Why this was preferred
- avoids duplicate drug definitions inside every panel or brand,
- keeps toxicology cut off, upper limit, sample type, and unit data in one catalog,
- makes panel and brand setup easier to validate,
- gives downstream workflows a stable drug identity to reference.
Alternative we did not choose
Alternative: let panels and brands define drugs inline
Why it was not chosen:
- it would duplicate drug metadata,
- updates would drift across collections,
- validation would be harder,
- reporting and downstream mapping would become less reliable.
2. Panel Master and Brand Master are separate collection concepts
Panels and brands both collect drugs, but they answer different operational questions.

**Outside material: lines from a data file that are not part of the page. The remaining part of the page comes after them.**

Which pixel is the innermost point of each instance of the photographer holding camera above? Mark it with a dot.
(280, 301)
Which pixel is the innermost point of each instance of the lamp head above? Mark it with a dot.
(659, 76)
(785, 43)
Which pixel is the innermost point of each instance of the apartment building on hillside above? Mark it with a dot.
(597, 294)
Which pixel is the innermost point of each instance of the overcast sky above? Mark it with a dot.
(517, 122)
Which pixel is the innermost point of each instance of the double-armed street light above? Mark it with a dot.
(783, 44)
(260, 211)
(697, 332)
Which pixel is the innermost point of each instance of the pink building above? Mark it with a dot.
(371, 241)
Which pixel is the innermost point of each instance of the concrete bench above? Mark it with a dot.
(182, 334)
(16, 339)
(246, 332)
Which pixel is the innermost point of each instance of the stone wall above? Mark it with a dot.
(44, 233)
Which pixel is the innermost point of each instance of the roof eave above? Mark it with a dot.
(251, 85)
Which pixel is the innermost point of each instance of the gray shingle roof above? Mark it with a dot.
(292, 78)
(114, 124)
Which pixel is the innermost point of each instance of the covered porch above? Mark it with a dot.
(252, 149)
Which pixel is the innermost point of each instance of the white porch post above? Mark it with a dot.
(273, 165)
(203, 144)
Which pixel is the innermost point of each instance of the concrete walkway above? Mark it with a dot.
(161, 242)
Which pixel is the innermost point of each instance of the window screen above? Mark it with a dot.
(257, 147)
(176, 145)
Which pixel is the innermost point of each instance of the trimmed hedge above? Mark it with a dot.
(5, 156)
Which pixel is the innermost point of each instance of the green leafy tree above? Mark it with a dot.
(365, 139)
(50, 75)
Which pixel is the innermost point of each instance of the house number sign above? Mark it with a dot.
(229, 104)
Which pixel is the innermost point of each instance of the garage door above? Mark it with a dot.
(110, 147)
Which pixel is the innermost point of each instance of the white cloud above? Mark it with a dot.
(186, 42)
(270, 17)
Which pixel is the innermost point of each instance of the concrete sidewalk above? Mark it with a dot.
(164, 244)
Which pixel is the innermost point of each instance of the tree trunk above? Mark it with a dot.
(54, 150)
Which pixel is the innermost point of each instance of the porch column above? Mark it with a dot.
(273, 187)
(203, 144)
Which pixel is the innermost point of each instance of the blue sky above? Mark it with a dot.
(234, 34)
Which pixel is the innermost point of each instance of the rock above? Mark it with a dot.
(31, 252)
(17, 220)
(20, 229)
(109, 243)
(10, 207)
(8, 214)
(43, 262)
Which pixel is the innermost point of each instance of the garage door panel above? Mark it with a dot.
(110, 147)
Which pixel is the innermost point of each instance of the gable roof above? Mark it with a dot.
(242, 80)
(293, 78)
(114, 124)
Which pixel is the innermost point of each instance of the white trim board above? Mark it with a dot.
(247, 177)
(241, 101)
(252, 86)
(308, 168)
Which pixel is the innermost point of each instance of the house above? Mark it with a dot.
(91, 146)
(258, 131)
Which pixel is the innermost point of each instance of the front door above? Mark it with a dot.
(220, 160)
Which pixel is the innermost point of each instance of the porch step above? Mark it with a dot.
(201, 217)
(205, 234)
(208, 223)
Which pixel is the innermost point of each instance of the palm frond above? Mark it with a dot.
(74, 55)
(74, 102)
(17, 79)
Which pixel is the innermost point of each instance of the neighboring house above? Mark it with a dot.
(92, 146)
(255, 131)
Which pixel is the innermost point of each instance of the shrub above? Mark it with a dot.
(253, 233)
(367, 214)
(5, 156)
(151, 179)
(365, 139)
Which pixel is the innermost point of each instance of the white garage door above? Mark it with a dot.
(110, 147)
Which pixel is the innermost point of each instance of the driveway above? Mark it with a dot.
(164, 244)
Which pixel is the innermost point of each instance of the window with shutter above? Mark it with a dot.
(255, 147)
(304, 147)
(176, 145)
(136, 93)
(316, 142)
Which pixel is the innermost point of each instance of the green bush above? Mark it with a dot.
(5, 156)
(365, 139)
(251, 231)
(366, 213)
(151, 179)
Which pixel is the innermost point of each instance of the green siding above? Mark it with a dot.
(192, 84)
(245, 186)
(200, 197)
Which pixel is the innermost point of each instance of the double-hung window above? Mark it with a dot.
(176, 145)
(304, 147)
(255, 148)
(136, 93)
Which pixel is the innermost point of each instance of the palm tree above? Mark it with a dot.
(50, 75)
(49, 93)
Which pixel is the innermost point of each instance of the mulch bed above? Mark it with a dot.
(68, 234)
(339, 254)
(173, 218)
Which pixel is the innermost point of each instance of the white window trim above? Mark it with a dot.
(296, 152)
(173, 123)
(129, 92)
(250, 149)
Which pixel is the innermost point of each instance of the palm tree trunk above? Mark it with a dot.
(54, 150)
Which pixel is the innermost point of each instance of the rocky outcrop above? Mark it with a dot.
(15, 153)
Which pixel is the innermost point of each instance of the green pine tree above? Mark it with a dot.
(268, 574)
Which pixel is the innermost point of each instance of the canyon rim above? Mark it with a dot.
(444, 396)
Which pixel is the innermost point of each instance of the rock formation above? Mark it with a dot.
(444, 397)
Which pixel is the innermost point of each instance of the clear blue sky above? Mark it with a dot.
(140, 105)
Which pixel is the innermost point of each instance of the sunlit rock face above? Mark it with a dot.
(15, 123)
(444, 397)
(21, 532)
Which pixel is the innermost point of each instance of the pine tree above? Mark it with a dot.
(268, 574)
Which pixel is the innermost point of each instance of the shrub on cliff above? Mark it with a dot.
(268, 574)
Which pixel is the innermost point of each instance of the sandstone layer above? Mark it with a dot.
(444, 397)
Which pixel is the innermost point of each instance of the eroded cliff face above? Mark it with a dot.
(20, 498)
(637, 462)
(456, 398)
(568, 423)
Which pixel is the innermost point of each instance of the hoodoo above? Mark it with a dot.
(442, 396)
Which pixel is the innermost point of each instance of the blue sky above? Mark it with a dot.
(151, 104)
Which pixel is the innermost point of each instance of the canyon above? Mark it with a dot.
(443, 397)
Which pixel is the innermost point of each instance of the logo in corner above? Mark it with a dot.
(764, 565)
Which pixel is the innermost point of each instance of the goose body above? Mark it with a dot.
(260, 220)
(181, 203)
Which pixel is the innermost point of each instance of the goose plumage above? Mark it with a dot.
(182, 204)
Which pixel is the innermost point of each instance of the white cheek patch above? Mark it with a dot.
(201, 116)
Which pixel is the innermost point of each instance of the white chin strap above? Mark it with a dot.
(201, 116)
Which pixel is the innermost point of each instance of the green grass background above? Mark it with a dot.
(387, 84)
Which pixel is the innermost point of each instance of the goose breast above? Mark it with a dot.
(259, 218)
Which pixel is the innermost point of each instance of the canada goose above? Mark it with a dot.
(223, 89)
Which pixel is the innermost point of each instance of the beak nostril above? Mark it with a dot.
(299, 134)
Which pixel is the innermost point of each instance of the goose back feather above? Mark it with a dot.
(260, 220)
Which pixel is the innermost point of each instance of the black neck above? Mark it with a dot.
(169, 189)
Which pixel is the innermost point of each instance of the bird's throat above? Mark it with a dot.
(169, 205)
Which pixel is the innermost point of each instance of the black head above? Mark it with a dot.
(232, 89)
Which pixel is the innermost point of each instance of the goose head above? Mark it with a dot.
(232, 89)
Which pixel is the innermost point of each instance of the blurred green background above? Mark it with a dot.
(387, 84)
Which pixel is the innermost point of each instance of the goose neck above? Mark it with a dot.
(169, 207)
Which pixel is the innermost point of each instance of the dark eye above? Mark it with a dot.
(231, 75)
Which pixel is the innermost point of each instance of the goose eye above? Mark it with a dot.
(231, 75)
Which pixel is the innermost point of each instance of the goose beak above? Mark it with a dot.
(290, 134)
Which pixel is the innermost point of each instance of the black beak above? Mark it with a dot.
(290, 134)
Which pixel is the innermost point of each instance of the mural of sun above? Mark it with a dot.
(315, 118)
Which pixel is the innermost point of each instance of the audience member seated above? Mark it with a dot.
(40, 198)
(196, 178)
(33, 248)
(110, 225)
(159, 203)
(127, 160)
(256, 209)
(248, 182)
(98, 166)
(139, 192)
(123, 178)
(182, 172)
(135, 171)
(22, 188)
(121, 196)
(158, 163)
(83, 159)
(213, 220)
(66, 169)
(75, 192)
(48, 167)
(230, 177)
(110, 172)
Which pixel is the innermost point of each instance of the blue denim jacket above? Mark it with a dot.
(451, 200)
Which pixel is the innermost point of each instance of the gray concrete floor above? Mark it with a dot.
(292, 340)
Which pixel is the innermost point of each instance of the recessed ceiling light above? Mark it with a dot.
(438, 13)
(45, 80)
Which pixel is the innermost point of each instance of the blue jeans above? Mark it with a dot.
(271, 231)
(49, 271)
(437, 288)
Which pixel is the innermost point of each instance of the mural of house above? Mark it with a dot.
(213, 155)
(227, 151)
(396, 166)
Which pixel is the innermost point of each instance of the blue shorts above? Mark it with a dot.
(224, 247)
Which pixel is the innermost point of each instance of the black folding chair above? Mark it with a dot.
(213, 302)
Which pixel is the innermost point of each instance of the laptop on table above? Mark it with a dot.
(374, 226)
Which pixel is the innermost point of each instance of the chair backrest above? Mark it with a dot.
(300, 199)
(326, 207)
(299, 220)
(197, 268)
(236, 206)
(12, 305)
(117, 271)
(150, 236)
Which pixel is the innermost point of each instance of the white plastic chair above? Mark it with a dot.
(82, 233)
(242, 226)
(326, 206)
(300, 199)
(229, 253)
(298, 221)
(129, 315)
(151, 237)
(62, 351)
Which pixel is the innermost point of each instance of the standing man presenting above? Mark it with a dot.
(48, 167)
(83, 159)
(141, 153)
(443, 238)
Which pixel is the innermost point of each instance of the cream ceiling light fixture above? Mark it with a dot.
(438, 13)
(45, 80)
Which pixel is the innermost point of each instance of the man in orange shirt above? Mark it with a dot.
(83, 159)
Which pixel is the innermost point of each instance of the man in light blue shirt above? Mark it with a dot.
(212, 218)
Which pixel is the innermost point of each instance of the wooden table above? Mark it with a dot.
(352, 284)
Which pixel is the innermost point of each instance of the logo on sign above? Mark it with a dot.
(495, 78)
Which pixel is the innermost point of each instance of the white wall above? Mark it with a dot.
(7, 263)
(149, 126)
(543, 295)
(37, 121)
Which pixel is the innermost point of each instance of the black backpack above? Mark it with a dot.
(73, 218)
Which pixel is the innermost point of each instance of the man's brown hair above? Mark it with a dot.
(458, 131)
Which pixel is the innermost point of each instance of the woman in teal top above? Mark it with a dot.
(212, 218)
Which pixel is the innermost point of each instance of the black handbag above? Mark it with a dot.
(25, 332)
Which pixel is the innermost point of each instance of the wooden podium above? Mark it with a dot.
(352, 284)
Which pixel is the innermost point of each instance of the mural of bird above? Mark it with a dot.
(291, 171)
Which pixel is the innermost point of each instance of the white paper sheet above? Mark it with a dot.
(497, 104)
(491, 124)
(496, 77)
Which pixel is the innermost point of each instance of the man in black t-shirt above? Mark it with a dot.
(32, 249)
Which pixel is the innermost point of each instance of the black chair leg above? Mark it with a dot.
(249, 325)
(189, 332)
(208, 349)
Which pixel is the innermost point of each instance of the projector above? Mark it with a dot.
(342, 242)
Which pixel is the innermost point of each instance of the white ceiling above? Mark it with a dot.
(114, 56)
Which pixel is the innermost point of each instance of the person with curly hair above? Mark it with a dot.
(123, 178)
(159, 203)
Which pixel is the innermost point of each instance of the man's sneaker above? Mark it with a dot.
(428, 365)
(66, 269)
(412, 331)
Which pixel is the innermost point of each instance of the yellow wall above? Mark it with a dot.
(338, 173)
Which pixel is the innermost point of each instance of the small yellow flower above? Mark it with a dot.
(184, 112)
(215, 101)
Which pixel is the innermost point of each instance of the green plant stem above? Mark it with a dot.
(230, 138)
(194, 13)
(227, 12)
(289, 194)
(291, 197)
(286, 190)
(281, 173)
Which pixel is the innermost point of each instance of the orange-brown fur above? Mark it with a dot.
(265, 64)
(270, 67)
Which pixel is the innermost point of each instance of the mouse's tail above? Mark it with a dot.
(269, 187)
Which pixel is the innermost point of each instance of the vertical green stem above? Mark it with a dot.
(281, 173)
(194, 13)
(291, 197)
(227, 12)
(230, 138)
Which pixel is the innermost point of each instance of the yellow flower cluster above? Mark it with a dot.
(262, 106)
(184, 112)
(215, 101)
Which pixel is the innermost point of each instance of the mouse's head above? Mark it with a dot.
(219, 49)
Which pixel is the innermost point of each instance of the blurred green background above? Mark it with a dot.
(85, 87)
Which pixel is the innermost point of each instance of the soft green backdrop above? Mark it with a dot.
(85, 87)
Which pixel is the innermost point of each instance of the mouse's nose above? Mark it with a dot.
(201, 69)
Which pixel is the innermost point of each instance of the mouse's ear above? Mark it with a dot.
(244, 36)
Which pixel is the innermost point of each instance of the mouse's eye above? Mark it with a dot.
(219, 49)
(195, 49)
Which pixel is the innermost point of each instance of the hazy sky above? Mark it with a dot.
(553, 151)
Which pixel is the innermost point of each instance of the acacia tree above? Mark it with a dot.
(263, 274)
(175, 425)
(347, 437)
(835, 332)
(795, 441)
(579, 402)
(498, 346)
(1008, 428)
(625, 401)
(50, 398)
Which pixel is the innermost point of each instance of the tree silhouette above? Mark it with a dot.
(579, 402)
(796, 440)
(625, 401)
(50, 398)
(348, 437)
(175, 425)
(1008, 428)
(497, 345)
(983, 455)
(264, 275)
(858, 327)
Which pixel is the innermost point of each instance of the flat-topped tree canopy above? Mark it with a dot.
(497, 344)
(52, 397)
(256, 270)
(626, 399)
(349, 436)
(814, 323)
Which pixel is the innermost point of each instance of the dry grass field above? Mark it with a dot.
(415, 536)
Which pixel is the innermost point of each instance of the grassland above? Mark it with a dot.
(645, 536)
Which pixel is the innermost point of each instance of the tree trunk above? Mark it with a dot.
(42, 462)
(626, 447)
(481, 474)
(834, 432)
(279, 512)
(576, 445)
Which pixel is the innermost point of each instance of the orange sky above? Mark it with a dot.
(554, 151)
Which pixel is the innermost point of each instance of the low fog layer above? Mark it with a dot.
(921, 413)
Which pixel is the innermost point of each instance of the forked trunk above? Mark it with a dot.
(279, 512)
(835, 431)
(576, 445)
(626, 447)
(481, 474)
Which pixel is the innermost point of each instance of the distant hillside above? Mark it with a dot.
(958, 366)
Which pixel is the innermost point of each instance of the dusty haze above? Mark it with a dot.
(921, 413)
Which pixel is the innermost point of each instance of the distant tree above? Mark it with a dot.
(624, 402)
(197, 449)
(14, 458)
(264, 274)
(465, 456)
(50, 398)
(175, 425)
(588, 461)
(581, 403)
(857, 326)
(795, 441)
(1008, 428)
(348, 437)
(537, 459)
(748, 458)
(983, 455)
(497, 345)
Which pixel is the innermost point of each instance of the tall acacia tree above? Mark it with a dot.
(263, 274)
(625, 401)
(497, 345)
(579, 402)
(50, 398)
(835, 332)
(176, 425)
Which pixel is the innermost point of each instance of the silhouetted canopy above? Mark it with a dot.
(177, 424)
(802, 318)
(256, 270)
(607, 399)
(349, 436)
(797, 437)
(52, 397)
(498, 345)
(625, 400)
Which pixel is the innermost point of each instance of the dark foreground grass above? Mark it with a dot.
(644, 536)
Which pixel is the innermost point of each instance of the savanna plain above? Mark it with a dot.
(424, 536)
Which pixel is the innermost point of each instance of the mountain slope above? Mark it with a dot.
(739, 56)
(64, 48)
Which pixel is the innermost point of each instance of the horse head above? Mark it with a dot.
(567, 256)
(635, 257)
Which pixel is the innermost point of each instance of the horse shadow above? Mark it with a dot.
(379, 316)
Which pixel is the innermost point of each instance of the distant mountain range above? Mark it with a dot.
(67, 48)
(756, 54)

| Collection | Question it answers |
|---|---|
| Panel | Which drugs are grouped together for toxicology testing? |
| Brand | Which drugs are grouped based on drug brand context? |
Keeping them separate makes the UI clearer and keeps backend relationships easier to reason about.
Tradeoffs
| Tradeoff | Benefit | Cost / risk |
|---|---|---|
| Separate master screens | Clearer workflows for drugs, panels, and brands | Users must understand setup order |
| System default and custom lists | Faster onboarding while preserving lab-specific setup | Backend must preserve record ownership/source semantics |
| Collection mappings instead of inline drug data | Avoids duplication and drift | Requires drug records to exist first |
Extensibility Notes
- Add new toxicology metadata at the Drug Master layer when it describes an individual drug.
- Add new grouping behavior at the Panel Master or Brand Master layer when it describes a collection.
- Avoid duplicating drug metadata directly into panel/brand records unless it is a deliberate historical snapshot.
- Document exact API paths and model names once the
livehealthapp,crelio-app, andlivehealth-frontendsource paths are mapped.